The River Ouzel, also known as the River Lovat, is a minor river in Bedfordshire and Buckinghamshire, which is a tributary of the River Great Ouse.

The Ouzel rises in the Chiltern Hills, on the boundary of the two counties and for many miles thenceforth it forms the boundary of Bedfordshire and Buckinghamshire, initially as a small brook and growing to be a respectable river at Leighton Buzzard. North of that town, the Ouzel at last gives its allegiance to Buckinghamshire alone and flows through that county until it discharges its gathered waters into the Great Ouse at Newport Pagnell after a course of 20 miles.
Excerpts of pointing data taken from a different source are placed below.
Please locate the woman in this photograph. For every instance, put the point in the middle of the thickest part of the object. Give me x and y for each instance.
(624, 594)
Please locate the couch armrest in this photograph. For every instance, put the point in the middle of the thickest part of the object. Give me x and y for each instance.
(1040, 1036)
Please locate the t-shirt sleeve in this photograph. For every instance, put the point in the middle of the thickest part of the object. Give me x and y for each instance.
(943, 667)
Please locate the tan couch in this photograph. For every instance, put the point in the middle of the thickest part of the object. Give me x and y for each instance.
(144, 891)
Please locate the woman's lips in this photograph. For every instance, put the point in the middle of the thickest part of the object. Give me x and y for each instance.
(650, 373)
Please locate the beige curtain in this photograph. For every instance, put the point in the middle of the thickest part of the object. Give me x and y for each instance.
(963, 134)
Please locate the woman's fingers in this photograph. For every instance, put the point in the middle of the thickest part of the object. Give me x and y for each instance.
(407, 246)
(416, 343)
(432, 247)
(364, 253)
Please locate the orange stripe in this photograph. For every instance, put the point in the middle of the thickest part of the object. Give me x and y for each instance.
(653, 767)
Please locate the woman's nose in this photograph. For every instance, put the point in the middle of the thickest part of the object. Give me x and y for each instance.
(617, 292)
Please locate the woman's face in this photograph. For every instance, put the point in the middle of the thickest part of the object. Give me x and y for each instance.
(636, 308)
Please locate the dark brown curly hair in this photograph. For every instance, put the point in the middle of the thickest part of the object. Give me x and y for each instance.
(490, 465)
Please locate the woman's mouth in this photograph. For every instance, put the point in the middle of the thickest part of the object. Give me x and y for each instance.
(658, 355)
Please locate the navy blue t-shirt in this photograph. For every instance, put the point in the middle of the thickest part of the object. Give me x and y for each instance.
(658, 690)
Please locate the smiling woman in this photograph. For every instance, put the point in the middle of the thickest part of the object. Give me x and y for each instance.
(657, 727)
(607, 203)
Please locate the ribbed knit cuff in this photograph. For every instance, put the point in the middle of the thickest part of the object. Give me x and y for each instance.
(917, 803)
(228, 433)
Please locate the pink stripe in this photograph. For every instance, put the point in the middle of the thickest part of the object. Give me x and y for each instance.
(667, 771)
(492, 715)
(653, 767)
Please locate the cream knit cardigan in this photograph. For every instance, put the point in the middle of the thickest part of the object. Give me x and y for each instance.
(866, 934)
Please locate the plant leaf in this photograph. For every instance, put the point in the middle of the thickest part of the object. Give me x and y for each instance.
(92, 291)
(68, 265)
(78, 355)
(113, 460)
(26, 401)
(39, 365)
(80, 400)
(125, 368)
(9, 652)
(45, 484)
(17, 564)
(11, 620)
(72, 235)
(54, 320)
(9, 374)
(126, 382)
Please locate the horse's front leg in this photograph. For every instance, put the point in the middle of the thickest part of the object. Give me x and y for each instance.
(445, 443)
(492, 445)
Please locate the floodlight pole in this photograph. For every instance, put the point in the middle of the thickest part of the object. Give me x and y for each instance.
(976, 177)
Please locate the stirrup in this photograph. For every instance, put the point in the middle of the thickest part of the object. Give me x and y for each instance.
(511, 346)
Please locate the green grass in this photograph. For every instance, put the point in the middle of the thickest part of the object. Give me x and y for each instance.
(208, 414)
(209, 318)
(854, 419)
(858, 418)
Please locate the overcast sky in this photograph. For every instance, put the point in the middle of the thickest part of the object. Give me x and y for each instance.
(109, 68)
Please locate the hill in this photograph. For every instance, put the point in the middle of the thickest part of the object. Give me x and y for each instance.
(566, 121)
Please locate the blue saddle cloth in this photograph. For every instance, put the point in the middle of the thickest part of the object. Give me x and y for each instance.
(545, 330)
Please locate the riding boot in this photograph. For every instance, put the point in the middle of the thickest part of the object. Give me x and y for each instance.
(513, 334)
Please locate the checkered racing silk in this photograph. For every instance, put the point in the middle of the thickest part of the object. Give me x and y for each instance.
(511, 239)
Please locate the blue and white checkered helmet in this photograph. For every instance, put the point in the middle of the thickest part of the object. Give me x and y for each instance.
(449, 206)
The river is usually called the River Ouzel, except near Newport Pagnell where both "Ouzel" and "Lovat" are used. The name Lovat was recorded (in the form "Lovente") in the thirteenth century,[1] and Herman Moll's map of 1724 marks the river as "Lowsel R".[2] Thomas Jeffreys's map of 1765 shows it as "Ouzel River".[3] The modern Ordnance Survey uses only the name Ouzel, except north of Willen Lake where it is marked as "River Ouzel or Lovat".[4]


From springs just north of Dagnall, the Ouzel forms the boundary between Bedfordshire and Buckinghamshire. It is joined by the Ouzel Brook from Houghton Regis, and by Whistle Brook (also known at Ivinghoe as Whizzle Brook)[5] from Pitstone. Near Grove Lock, just south of Leighton Buzzard.

The river was once joined by Ledburn Brook, which has since been diverted into the Grand Junction Canal (now the Grand Union Canal), which follows the course of the Ouzel from just south of Leighton Buzzard. At Leighton Buzzard, the river is joined by Clipstone Brook from Milton Bryan by way of Hockliffe and Clipstone.

To the north of the town the excess water from the canal is released into the river at the Twelve Arches. At Old Linslade, the Ouzel enters Buckinghamshire. The river then flows north to Milton Keynes and through that town, where it is joined by Water Eaton Brook. The Grand Union Canal parts company with the Ouzel at Milton Keynes and various loops of the two work north apart. As the Ouzel leaves the townscape it is joined by Crawley Brook from Husborne Crawley and very soon the river flows through Newport Pagnell to its junction with the Great Ouse.


  1. Eilert Ekwall, English River Names, Oxford University Press, 1928, p. 263.
  2. Herman Moll, Bedfordshire, reprinted in M. F. Hopkinson, Old County Maps of Bedfordshire, Luton Museum & Art Gallery, 1976, p. 21.
  3. Thomas Jefferys, The County of Bedford, reprinted by Bedfordshire Historical Record Society, 1983.
  4. Ordnance Survey, Explorer 192, edition A, 1998.
  5. F. G. Gurney, Yttingaford and the tenth-century bounds of Chalgrave and Linslade, Bedfordshire Historical Record Society 5, 1920, p. 175, note 25.